“他让你帮忙找人?”
苏林洋惊讶一声,胡磊自己就是香港警察,找人怎么还要让郑麟承帮着找?
这让他很是奇怪。
郑麟承不知道“丁杰”的真身是香港警察,会错了意,有些惭愧的回答道:“第一次,你让我去见他,我觉得他人不错,就给他说,我在香港很有路子,以后要有什么事,让他尽管来找我。本来我也就随口一说,没想到他竟然当真了。”
这是地痞流氓帮会分子的通病,以抬高自己的身价,前生今世,苏林洋见多了。
“然后呢?”苏林洋问一声,把话题引回到正题上。
郑麟承接着先前的话,说道:“放下电话以后,我开始找人去打听,但没有一个人知道是谁绑走了他的这个亲戚;我们这些混江湖的,讲求的就是一个面子,一点消息都没打听到,这让我很没面子,所以今天一早,我又接着打听;”
“然后在我准备去找下一个人的半路上,我遇到了一个我们的人,他问我去哪儿,我就——”
“等会儿。”
苏林洋打断了郑麟承的话,用更加小声的声音问道:“你是说,这个人是……局里的人?”
郑麟承点点头,“是香港站的。”
苏林洋的语气一下子变了,变得非常严肃,“你怎么会和香港站的人有联系?”
郑麟承解释,“是这么回事,香港站的人以前来找过我——我也不知道他们是怎么知道我的;找到我之后,他们希望我能加入他们,为他们做事,我拒绝了;”
“一来二去,我就和来发展我的那家伙认识了——就是我今天早上遇到的这个人;后来阴差阳错,我又和局里在香港另一个小组的人搭上了线,当时我正想给自己找条后路,于是我就答应了这个小组来发展我的人,成了局里的人;”
“我虽然没有加入香港站,但却和今天早上遇见的这个家伙有了很好的私人关系,这家伙经常拿些香港站里不是很机密的情报到我这里,让我帮着卖;我要是有什么事情找人帮忙,也会去找他——当然找他是要付钱的。

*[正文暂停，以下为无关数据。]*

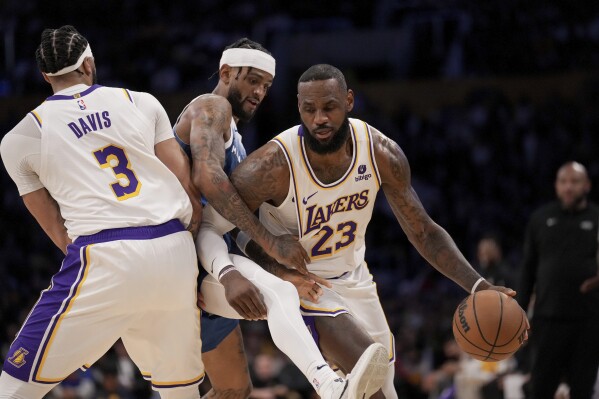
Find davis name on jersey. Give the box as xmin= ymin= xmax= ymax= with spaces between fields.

这就是我和这家伙之间的关系。”
“‘苦菊’知道你的这些事情吗?”苏林洋问道。
郑麟承点头,“知道。他没有反对我和这个人来往,只是要我别暴露身份就可以了。”
“你说的香港站这个人,他叫什么?”
“叫贾陶平,西贝贾,陶瓷的陶,平均的平。”
“丁杰要找的那个亲戚呢——”
“他的那个亲戚,叫陆学枫,陆地的陆,学校的学,枫树的枫。”
“遇到贾陶平,你就把找人的事告诉了他,是不是这样?”
“是的。”
“然后呢?”
“然后——”
郑麟承脸上露出很是奇怪的表情来,“然后他就告诉我说,我正在找的这个人,是被日本人给绑架走了的,让我不要再找了,免得惹祸上身——我就奇了怪了,他怎么会知道得这么清楚?”
还不等郑麟承把话说完,苏林洋立刻就有了结论。